Hi! You have done an amazing job with the automatically created LE certs for the server and all the sites setup. This is really so helpful! I do have a questions so regarding the server hostname and potentially getting a automated LE for a subject alternate name: I have setup ISPConfig and used a FQDN for the server: webserver.example.net. This of course creates the LE certificate for webserver.example.net. My primary domains is example.com and that's what I host as a website. example.net is just a "service" domain that is NOT hosted on the server and is just used for other DNS related configs, e.g. pointing to the webserver. Now as described in other posts for Mail when you setup your clients you should not use something like "mail.example.com", on your hosted domain, because that redirects to webserver.example.net, in my case, as the underlying server name and this throws an encryption error. So to solve this you use webserver.example.net in your mail client configuration. Now this all works but it would be nice if I could use something more mail related for client configuration, for example mail.example.net or imap.example.net and smtp.example.net. Question: Is there a possibility to define a subject alternate name for the ISPConfig FQDN name so the Let's Encrypt certs for the these get automatically created? Note: I realize I can manually edit the /root/.acme.sh/webserver.example.net/webserver.example.net.conf file and put the desired subject alternate names in there but I am not sure if this get's overwritten again or is this save to do?

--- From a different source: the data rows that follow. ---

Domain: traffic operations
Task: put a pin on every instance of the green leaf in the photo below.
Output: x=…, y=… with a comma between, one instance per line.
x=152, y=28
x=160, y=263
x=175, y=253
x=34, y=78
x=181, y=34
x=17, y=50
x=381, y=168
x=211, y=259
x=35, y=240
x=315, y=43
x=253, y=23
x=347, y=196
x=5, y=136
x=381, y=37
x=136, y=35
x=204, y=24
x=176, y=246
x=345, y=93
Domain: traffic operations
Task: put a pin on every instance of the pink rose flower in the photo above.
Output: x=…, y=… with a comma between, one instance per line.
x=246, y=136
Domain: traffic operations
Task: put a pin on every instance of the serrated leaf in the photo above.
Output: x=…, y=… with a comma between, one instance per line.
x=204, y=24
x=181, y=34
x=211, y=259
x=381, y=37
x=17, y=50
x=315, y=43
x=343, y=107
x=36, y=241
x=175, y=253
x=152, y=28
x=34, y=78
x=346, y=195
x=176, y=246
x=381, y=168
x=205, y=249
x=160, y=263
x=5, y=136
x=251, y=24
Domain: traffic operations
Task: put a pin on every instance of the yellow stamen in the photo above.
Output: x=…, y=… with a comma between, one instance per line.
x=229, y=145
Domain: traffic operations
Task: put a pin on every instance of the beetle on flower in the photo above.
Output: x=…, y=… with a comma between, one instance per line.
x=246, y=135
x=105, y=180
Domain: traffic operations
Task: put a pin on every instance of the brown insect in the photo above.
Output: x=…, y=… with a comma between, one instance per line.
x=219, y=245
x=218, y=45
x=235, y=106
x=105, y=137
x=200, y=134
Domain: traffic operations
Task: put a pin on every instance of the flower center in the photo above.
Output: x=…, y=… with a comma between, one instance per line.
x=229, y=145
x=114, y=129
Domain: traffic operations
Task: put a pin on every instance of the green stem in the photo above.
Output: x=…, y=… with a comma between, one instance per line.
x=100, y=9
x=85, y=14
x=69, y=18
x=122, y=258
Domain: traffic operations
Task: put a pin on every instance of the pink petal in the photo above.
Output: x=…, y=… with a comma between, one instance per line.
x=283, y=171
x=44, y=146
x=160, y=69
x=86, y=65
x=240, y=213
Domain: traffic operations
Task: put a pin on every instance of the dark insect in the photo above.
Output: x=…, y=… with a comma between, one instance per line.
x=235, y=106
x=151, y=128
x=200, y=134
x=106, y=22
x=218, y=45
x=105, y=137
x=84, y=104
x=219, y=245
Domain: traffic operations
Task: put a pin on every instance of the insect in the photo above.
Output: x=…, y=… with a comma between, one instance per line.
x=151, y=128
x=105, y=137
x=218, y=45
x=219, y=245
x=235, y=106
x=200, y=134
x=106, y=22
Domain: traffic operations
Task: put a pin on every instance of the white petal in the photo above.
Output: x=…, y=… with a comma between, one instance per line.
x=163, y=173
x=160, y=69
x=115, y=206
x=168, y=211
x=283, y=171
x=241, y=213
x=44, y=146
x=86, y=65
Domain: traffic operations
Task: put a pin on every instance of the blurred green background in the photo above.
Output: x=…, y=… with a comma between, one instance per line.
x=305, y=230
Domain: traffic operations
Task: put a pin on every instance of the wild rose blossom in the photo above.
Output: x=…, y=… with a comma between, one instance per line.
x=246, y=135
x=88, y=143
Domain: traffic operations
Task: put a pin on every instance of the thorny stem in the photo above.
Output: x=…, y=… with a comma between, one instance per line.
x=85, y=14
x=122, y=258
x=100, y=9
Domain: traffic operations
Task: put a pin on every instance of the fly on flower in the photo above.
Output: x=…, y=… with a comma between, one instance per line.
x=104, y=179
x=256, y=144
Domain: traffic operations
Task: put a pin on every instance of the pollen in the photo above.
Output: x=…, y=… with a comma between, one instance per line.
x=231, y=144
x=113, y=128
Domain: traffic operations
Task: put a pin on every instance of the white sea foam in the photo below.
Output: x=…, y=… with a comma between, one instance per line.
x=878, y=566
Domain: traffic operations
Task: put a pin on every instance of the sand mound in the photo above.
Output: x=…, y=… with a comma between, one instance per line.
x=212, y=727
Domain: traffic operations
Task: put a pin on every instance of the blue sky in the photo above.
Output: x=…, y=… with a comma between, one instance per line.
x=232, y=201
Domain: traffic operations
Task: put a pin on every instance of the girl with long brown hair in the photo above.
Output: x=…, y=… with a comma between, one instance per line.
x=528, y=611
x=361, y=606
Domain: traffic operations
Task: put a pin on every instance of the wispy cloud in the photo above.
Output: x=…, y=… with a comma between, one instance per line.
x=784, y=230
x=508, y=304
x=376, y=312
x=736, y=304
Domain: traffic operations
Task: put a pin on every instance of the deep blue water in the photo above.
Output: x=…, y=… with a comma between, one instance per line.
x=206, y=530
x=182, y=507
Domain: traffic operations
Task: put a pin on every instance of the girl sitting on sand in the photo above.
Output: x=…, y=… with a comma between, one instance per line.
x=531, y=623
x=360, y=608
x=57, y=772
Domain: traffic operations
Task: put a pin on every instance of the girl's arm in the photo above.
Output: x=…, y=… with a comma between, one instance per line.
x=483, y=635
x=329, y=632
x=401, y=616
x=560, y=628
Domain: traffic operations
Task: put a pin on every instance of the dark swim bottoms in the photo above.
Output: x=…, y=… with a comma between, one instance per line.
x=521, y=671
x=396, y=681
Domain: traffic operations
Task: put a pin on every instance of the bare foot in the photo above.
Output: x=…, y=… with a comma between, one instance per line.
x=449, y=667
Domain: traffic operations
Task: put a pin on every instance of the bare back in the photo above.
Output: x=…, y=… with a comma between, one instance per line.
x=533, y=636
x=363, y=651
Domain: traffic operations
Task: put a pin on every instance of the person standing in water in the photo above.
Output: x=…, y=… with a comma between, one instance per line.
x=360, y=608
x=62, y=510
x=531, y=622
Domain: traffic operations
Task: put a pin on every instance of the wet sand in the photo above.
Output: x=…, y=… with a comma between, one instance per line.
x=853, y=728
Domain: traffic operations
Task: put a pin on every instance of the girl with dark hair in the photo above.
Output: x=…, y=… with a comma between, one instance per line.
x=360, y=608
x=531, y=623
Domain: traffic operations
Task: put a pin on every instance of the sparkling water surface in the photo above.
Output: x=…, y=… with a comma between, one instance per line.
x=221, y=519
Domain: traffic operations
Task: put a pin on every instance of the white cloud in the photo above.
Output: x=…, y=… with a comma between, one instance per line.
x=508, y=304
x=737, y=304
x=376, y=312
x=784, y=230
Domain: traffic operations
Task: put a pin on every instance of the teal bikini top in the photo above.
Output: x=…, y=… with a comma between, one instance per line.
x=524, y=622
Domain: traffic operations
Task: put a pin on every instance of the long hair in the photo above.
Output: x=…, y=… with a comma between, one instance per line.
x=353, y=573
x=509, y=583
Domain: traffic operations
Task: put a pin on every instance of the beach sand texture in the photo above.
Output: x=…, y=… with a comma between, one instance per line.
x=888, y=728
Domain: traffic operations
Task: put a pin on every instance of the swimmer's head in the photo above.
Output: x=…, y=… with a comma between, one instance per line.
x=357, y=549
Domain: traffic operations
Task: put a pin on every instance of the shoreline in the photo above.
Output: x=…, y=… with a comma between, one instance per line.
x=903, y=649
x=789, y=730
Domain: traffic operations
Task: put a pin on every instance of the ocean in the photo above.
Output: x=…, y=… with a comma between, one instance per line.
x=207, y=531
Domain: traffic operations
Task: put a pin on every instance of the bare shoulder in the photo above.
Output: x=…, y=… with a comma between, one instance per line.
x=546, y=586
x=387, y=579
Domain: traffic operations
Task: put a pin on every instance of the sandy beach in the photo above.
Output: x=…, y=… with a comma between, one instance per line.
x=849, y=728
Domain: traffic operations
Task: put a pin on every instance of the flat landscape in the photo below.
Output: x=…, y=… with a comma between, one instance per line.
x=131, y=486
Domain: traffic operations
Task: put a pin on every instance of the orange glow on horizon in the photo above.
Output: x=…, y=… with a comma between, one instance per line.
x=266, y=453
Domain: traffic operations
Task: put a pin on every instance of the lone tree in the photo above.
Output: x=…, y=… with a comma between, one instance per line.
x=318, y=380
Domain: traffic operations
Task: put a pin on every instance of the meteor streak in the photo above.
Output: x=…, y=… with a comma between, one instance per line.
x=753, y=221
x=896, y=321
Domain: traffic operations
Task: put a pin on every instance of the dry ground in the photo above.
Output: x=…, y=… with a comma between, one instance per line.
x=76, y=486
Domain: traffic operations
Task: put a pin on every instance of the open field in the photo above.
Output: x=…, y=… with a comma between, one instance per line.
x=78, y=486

Thank you. I saw that threat earlier but I somehow had in the back of my mind that you shouldn't host the domain that you're using for your server as a hosted domain on that same server. That's why I have a separate domain, example.net, instead of example.com. But anyway if that's the way you work around this I'll do that, no issue. Out of interest: Can you manually change anything in the /root/.acme.sh/<domain>/<domain.conf> files or does that get overwritten?
That's not about the domain, it's about the exact subdomain match. The hostname of a server shall be a subdomain anyway and you should not use e.g. example.com as hostname when you want to have a website example.com, instead, you use e.g. server1.example.com as hostname, and then that's perfectly fine. I have not tried that, might get overwritten by updates or a new cert might get generated when there is no exact matching cert.
Yes, to my knowledge you definitely can change the renewal conf. On whether it may or may not be overwritten will depend on what you do. If for example you force create new LE certs for that domain, it will rewrite it using new parameters that you use, however, if you simply renew the certs, it will use the parameters in it and won't overwrite it. The best is for you to test this yourself as my notes may not be up-to-date or may be lacking some empirical evidences.